July 14, 2017
Connect Media recently reported that Dallas-Fort Worth was leading the way in a variety of office indicators, such as leasing and construction. The article came from a Cushman & Wakefield report, and, as a follow-up, Connect caught up with Cushman & Wakefield associate Wills Bauer for additional information.
Q. The report Cushman & Wakefield released talked about the entire Dallas-Fort Worth office market. What submarkets are seeing the most momentum, and why?
A. The two submarkets that are seeing the most construction activity and highest prices are Uptown/Arts District, and Legacy/Frisco. Legacy/Frisco has been a target for many corporate relocations. Meanwhile, with multiple Class A+ buildings under construction or renovations in Uptown and the Arts District, businesses are continuing to weigh their options to relocate in this area. Las Colinas, incidentally, is not far behind these markets in terms of momentum, as businesses are starting to recognize Las Colinas’ proximity to Love Field as a factor in their consideration. They can offer employees and clients the choice to use either Love or DFW (Dallas-Fort Worth International) Airport. That said, pricing and rental rates in Las Colinas are considerably lower than the other two markets.

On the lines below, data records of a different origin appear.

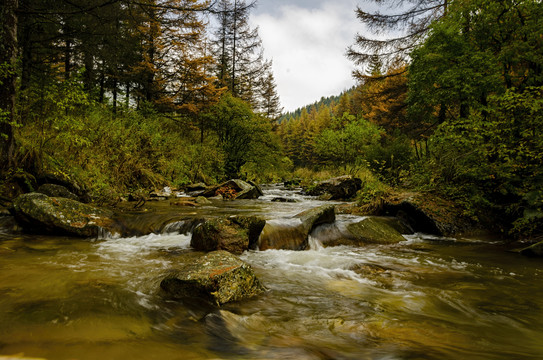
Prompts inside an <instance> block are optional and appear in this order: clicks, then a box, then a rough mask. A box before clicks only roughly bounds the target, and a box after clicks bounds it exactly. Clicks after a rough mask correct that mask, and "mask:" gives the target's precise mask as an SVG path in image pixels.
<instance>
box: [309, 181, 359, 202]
mask: <svg viewBox="0 0 543 360" xmlns="http://www.w3.org/2000/svg"><path fill="white" fill-rule="evenodd" d="M361 188H362V180H360V179H358V178H353V177H352V176H350V175H346V176H340V177H337V178H333V179H328V180H325V181H321V182H319V183H318V184H316V185H315V186H314V187H312V188H311V189H308V190H307V191H306V192H307V194H308V195H311V196H325V198H326V199H328V200H349V199H352V198H353V197H354V196H355V195H356V193H357V192H358V190H360V189H361Z"/></svg>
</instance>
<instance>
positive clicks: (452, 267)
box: [0, 186, 543, 360]
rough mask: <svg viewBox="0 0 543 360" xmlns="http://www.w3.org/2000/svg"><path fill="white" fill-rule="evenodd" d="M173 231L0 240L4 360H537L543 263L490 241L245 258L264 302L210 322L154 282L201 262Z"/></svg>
mask: <svg viewBox="0 0 543 360" xmlns="http://www.w3.org/2000/svg"><path fill="white" fill-rule="evenodd" d="M276 196H282V197H290V198H293V199H296V200H297V201H298V202H296V203H277V202H272V201H271V200H272V199H273V198H274V197H276ZM321 204H322V202H319V201H316V200H314V199H311V198H308V197H304V196H301V195H297V194H295V193H293V192H289V191H286V190H283V189H281V188H280V187H277V186H270V187H267V188H266V189H265V196H264V197H262V198H260V199H259V200H242V201H228V202H223V201H214V202H213V204H212V205H208V206H204V207H201V208H190V209H185V208H183V209H180V208H173V209H172V207H169V205H168V204H167V202H165V203H164V204H156V205H154V206H155V207H156V209H155V212H153V214H161V215H160V216H166V215H164V214H165V213H166V212H170V213H171V212H172V211H175V212H182V213H183V216H186V217H194V216H200V215H213V214H234V213H235V214H240V213H241V214H258V215H260V216H263V217H265V218H266V219H268V220H272V219H274V220H276V221H282V220H284V221H288V218H289V217H291V216H293V215H295V214H297V213H299V212H301V211H303V210H304V209H307V208H311V207H316V206H319V205H321ZM156 216H158V215H156ZM143 218H145V216H142V219H143ZM358 220H360V219H357V218H356V217H354V216H348V215H339V216H338V219H337V223H338V224H341V223H342V222H348V221H351V222H352V221H358ZM175 229H176V226H170V227H168V228H166V231H164V232H163V233H160V234H151V235H146V236H142V237H133V238H114V237H107V236H106V237H104V238H103V239H95V240H81V239H76V238H69V237H51V236H36V235H24V234H13V233H9V232H6V231H5V230H0V310H1V313H0V359H1V356H2V355H3V356H7V355H13V354H19V356H25V357H31V358H43V359H48V360H62V359H66V360H68V359H80V360H83V359H104V360H109V359H112V360H115V359H166V360H169V359H184V360H185V359H282V360H286V359H308V360H309V359H311V360H313V359H323V360H324V359H383V360H385V359H386V360H392V359H541V358H543V340H542V339H543V313H542V308H543V287H542V286H541V281H542V278H543V262H542V261H541V260H539V259H530V258H525V257H522V256H520V255H518V254H515V253H511V252H507V251H505V250H506V249H505V248H504V246H502V245H501V244H500V243H498V242H495V241H493V240H492V239H463V238H459V239H453V238H438V237H434V236H429V235H425V234H415V235H408V236H407V235H406V236H405V237H406V241H405V242H403V243H401V244H399V245H392V246H391V245H386V246H385V245H368V246H364V247H349V246H338V247H326V248H325V247H323V246H322V245H321V242H320V240H322V239H320V237H322V236H326V235H325V234H326V233H327V232H326V231H316V232H314V233H313V236H312V237H311V239H310V240H311V241H310V242H311V249H310V250H307V251H285V250H267V251H250V252H245V253H244V254H242V256H241V258H242V259H243V260H244V261H246V262H248V263H249V264H251V265H252V267H253V268H254V270H255V272H256V273H257V276H258V277H259V278H260V280H261V282H262V283H263V284H264V285H265V287H266V288H267V291H266V292H265V293H264V294H263V295H261V296H258V297H256V298H253V299H250V300H247V301H243V302H240V303H232V304H227V305H225V306H223V307H222V308H221V309H217V308H213V307H211V306H209V305H206V304H204V303H201V302H198V301H194V302H188V301H185V302H178V301H171V300H166V299H164V298H163V297H161V296H160V295H159V292H158V288H159V283H160V280H161V276H162V274H163V273H164V272H165V271H166V270H168V269H170V268H172V267H175V265H176V263H178V262H179V261H180V259H184V260H183V261H190V258H191V256H192V255H194V256H196V255H197V254H195V253H194V252H193V251H192V250H191V249H190V234H179V233H178V232H176V231H174V230H175ZM317 230H318V229H317ZM187 259H188V260H187Z"/></svg>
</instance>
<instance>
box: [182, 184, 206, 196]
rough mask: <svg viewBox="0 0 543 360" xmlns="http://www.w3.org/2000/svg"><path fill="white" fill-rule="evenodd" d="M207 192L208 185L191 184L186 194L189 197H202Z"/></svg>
mask: <svg viewBox="0 0 543 360" xmlns="http://www.w3.org/2000/svg"><path fill="white" fill-rule="evenodd" d="M206 190H207V185H206V184H204V183H197V184H190V185H187V186H186V187H185V192H186V193H187V195H189V196H196V197H198V196H200V195H201V194H203V193H204V192H205V191H206Z"/></svg>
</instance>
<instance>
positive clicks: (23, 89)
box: [0, 0, 281, 196]
mask: <svg viewBox="0 0 543 360" xmlns="http://www.w3.org/2000/svg"><path fill="white" fill-rule="evenodd" d="M254 6H255V3H254V2H247V1H239V0H236V1H230V0H221V1H217V2H211V1H200V0H151V1H141V2H125V1H102V0H96V1H62V0H61V1H53V2H51V1H39V0H38V1H34V0H31V1H7V2H4V3H3V5H2V26H3V27H2V39H3V41H2V48H1V50H2V51H1V58H0V61H1V64H2V67H1V74H0V75H1V81H2V84H3V85H2V94H1V99H2V103H1V107H2V109H3V110H4V111H3V113H2V121H1V124H2V129H1V132H2V138H1V145H2V158H1V160H2V161H1V168H2V174H3V177H4V178H6V177H7V178H9V177H10V176H13V175H14V174H15V173H20V174H26V175H25V176H27V177H28V176H30V177H32V176H35V177H37V176H40V175H43V174H45V173H55V174H58V175H60V176H67V177H72V178H74V179H73V180H77V181H79V182H83V183H85V184H86V185H87V186H88V187H91V188H92V190H94V192H95V193H96V195H97V196H108V195H110V193H111V194H114V193H116V192H119V191H127V190H130V191H133V190H136V189H138V188H152V187H158V186H163V185H165V184H168V183H169V184H174V185H175V184H178V185H179V184H183V183H189V182H197V181H202V180H205V181H206V182H208V183H209V182H215V181H218V180H220V179H223V178H226V177H233V176H239V174H240V173H241V172H242V171H243V172H245V173H246V172H250V169H251V166H254V163H255V162H258V166H259V168H262V167H264V168H265V167H266V166H269V167H270V169H273V168H274V166H275V164H276V163H278V162H280V160H281V158H280V154H279V153H280V150H279V145H278V143H277V141H276V140H274V139H275V137H274V135H273V134H272V132H271V123H272V122H273V121H274V120H275V119H276V118H278V117H279V115H280V111H281V110H280V104H279V99H278V95H277V92H276V88H275V87H276V85H275V80H274V77H273V74H272V73H271V62H270V61H269V60H266V59H264V58H263V56H262V51H263V49H262V44H261V41H260V38H259V35H258V32H257V29H255V28H251V27H250V26H249V23H248V19H249V16H250V13H251V11H252V9H253V8H254ZM210 24H213V25H210ZM257 144H258V146H256V145H257ZM263 144H265V145H264V146H263ZM244 166H245V167H247V168H246V169H242V168H243V167H244ZM29 181H30V180H29ZM30 182H31V181H30Z"/></svg>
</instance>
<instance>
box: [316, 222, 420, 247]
mask: <svg viewBox="0 0 543 360" xmlns="http://www.w3.org/2000/svg"><path fill="white" fill-rule="evenodd" d="M402 234H405V235H407V234H413V231H412V230H411V228H410V227H409V226H407V225H405V224H404V223H403V222H402V221H401V220H400V219H397V218H389V217H375V216H371V217H366V218H364V219H362V220H360V221H357V222H339V223H334V224H330V225H326V226H321V227H319V228H317V229H315V230H314V231H313V232H312V233H311V236H313V237H314V238H315V239H317V240H318V241H320V242H321V243H322V244H323V245H324V246H339V245H350V246H364V245H366V244H396V243H399V242H402V241H405V240H406V239H405V238H404V237H403V236H402Z"/></svg>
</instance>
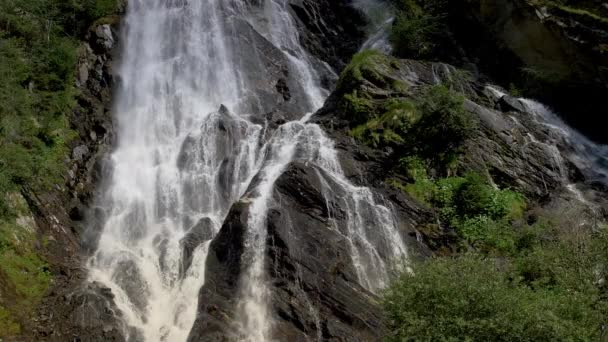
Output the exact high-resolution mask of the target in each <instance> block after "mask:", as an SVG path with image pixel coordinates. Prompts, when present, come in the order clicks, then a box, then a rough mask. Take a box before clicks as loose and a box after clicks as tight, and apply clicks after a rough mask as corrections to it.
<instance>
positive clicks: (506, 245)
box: [391, 157, 526, 252]
mask: <svg viewBox="0 0 608 342" xmlns="http://www.w3.org/2000/svg"><path fill="white" fill-rule="evenodd" d="M402 164H403V167H404V168H405V169H406V171H405V173H406V175H407V177H408V179H410V180H412V182H411V183H409V184H406V185H402V184H399V183H396V182H395V181H394V180H393V181H392V182H391V183H392V184H393V185H396V186H397V187H399V188H401V189H402V190H404V191H405V192H407V193H408V194H410V195H411V196H412V197H413V198H415V199H417V200H418V201H419V202H420V203H422V204H423V205H425V206H427V207H429V208H435V209H436V210H437V212H438V213H439V217H440V218H441V220H442V221H443V222H445V223H446V224H448V225H450V226H451V227H453V228H454V229H455V230H456V232H457V233H458V235H459V237H460V238H461V239H462V242H463V243H465V244H466V246H471V247H474V248H477V249H480V250H484V251H498V252H505V251H509V250H513V249H514V248H515V245H516V237H515V236H514V235H513V230H512V229H511V227H510V223H511V222H513V221H514V220H520V219H521V218H522V217H523V214H524V210H525V209H526V201H525V198H524V196H522V195H521V194H519V193H517V192H515V191H512V190H510V189H497V188H496V187H494V186H492V185H491V184H489V183H488V182H487V180H486V178H484V177H482V176H481V175H479V174H476V173H468V174H467V175H466V176H464V177H446V178H440V179H437V180H433V179H431V178H430V177H429V176H428V172H427V167H428V166H427V162H425V161H423V160H421V159H419V158H417V157H407V158H404V159H403V160H402Z"/></svg>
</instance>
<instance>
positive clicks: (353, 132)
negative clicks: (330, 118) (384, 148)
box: [346, 85, 476, 169]
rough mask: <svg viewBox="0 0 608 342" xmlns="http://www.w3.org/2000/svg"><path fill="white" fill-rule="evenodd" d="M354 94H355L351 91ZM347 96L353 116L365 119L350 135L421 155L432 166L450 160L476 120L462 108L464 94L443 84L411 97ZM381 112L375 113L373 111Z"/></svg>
mask: <svg viewBox="0 0 608 342" xmlns="http://www.w3.org/2000/svg"><path fill="white" fill-rule="evenodd" d="M354 94H357V93H354ZM349 96H350V95H347V97H346V99H347V100H348V101H349V103H350V105H349V106H348V107H347V109H350V110H351V112H350V113H352V114H353V116H354V117H355V118H359V120H356V119H355V120H353V122H354V124H356V123H359V122H360V118H368V121H367V122H365V123H362V124H359V125H357V126H355V127H354V128H353V129H352V130H351V135H352V136H353V137H355V138H357V139H358V140H359V141H362V142H364V143H366V144H368V145H370V146H373V147H384V146H392V147H397V148H398V151H399V152H398V154H399V156H398V157H405V156H406V155H409V156H421V157H422V158H424V159H428V160H431V161H432V163H433V166H434V167H437V168H440V169H445V168H447V167H449V165H450V164H451V163H453V162H454V161H455V160H456V159H457V156H458V155H459V153H460V152H461V151H460V150H461V147H462V145H463V144H464V142H465V141H466V140H467V139H468V138H469V137H470V135H471V134H472V132H473V131H474V130H475V127H476V122H475V120H474V119H473V117H472V116H471V114H470V113H468V112H467V111H466V110H465V109H464V97H463V96H462V95H460V94H458V93H455V92H453V91H451V90H450V89H448V88H447V87H445V86H443V85H438V86H432V87H426V88H424V89H422V90H421V91H420V92H418V93H416V94H415V95H414V96H412V97H413V99H405V98H395V99H391V100H385V101H382V102H381V105H379V104H374V102H373V101H372V100H371V99H367V98H364V97H363V96H359V97H357V99H356V101H355V100H354V99H353V98H351V97H349ZM377 112H380V113H382V114H380V115H378V116H376V114H375V113H377Z"/></svg>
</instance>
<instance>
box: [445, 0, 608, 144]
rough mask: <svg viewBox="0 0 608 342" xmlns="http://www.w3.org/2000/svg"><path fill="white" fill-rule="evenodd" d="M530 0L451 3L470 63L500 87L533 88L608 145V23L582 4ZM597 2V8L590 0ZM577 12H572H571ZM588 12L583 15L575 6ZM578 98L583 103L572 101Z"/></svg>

Q. Are all lease rates trending upward? Or is it submarket-specific?
A. Lease rates have been steady through most of 2017, so far. We’re waiting to see if that will hold true through the end of the year, especially with new buildings delivering throughout the remainder of 2017 and into 2019.
Q. What is your forecast for office leasing during the rest of 2017?
A. I believe leasing velocity will continue to be strong for midsize leases throughout the rest of the year. I also think we’ll see another announcement or two of larger deals before the end of the year, in the form of a significant consolidation, or relocation.